鉄道動線など “線” に向けては既存基地局による対策が一通り完了したそうだ。これにより、電車乗車時間の90%で動画視聴を不便なく利用できるようになったとしている

そうしたことからSNS(X)においても、通信サービス品質に対するネガティブな声は、2023年3月時点と比べ約75%減少したとのこと。小林氏は「品質改善が顧客に届いていると認識している」と、一連の対策に自信を示している。

同様に、NTTドコモでは大規模イベントに向けても通信品質対策を進めてきた。直近の大規模イベントとなった「コミックマーケット103」での対策は、以前の記事でも取り上げているが、その結果、通信品質の低下が指摘されていた「コミックマーケット102」と比べ、ダウンロードの通信速度がおよそ1.5倍に上昇。Xでのネガティブな投稿も、およそ80%減少したと小林氏は話している。

以前の連載で触れた「コミックマーケット103」の対策でも通信速度は向上、Xでのネガティブな声は大幅に減少したという

一連の対策によって、NTTドコモ通信品質が改善傾向にあることは確かだろう。だが問題は、今後同様の事象を引き起こさないことであり、そのためには通信品質の低下をいち早く検知して対策を打つ必要がある。とりわけ、2023年の通信品質低下においては、他社と比べその検知が遅れたことが深刻な事態を招いた、との指摘が多くなされているだけに、品質の検知体制強化が強く求められるところだ。

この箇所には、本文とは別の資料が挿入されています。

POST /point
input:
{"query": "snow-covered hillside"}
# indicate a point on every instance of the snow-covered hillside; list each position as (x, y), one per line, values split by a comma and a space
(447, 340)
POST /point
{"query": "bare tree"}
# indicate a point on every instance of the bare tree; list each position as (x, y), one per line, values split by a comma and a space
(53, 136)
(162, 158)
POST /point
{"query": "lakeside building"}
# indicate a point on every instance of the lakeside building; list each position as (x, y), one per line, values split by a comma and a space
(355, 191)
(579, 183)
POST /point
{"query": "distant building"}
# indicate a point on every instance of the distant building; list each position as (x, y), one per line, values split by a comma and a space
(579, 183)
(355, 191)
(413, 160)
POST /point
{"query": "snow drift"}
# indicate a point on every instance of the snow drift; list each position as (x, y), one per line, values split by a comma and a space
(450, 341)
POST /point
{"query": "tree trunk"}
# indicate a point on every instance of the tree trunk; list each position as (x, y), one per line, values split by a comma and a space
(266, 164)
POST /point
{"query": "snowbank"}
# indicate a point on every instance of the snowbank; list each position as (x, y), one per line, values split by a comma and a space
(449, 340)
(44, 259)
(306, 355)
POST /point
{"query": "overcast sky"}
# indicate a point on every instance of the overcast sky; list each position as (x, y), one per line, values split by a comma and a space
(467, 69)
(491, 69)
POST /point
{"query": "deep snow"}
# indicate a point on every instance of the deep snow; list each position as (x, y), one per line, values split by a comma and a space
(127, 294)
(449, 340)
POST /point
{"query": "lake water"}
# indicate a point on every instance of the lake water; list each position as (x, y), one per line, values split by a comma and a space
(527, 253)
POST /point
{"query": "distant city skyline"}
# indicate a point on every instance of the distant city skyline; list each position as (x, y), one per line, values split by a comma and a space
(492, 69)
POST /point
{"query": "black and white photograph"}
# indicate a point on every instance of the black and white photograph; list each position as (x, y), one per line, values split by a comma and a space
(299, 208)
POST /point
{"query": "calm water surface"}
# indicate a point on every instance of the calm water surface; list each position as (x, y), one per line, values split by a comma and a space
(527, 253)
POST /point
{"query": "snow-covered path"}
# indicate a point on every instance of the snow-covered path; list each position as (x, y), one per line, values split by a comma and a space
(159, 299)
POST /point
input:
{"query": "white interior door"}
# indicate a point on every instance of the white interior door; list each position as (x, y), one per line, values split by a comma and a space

そこでNTTドコモも、既に導入しているSNSや生成AIなどを用いた通信品質のチェックに加え、新たにスマートフォンアプリの利用データを活用して、通信品質低下を早期に検知する取り組みを進めたことも明らかにしている。スマートフォンアプリを使った通信品質の検知は、競合が既に積極活用しているものだ。NTTドコモはその活用があまり進んでいなかったことから、一連の指摘を受けアプリの積極活用に踏み切ったといえそうだ。

通信品質低下をいち早く検出する策として、他社が既に取り組んでいるスマートフォンアプリからのデータを積極活用する方針も打ち出している。既に「d払い」のデータ活用を進めているとのことだ

小林氏によると、まずは利用者が多いスマートフォン決済の「d払い」アプリのデータを活用した対策を進めるとしている。d払いでは元々、決済画面を開いてからバーコードが表示されるまでの時間を取得して、アプリの品質改善に役立てていた。そのデータを通信品質の改善にも活用することで、通信品質の低下を早期に図りたい考えのようだ。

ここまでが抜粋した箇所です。